Kroger also recently opened a comfort food restaurant called Kitchen 1883 near its Cincinnati headquarters, and H-E-B has added True Texas BBQ restaurants to several stores in the Lone Star State.
These projects draw coveted millennial consumers with flavor-forward dishes, craft beer and wine, according to NPR. As a study by Bankrate.com reported, 54% of millennials say they eat out three or more times each week.
But while restaurants can provide a much-needed revenue stream for grocers, experts caution that the venture can be difficult for retailers to manage. Staffing, designing the space, meeting regulatory standards and crafting a menu that resonates with customers are all challenging. Retailers that, like Whole Foods, choose to co-locate with restaurants can spare themselves this extra legwork, but analysts warn of difficulties integrating these locations into stores.

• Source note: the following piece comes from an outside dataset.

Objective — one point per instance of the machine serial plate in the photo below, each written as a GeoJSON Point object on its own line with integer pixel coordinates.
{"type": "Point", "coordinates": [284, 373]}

"Some of the biggest challenges have to do with the amount of real estate they're giving up in-store," Erik Thoresen, principal at foodservice consulting firm Technomic, recently told Food Dive. "If you're able to generate a profit out of a restaurant in that space, then it's a matter of finding the right folks in terms of design and execution and operations to make that work."
While Whole Foods' local restaurant partnerships are growing, its relations with local and niche product suppliers are souring. As the chain increases its focus on driving down costs, the grocer attempts to balance its need for efficiency with its legacy as a friend of the little guy.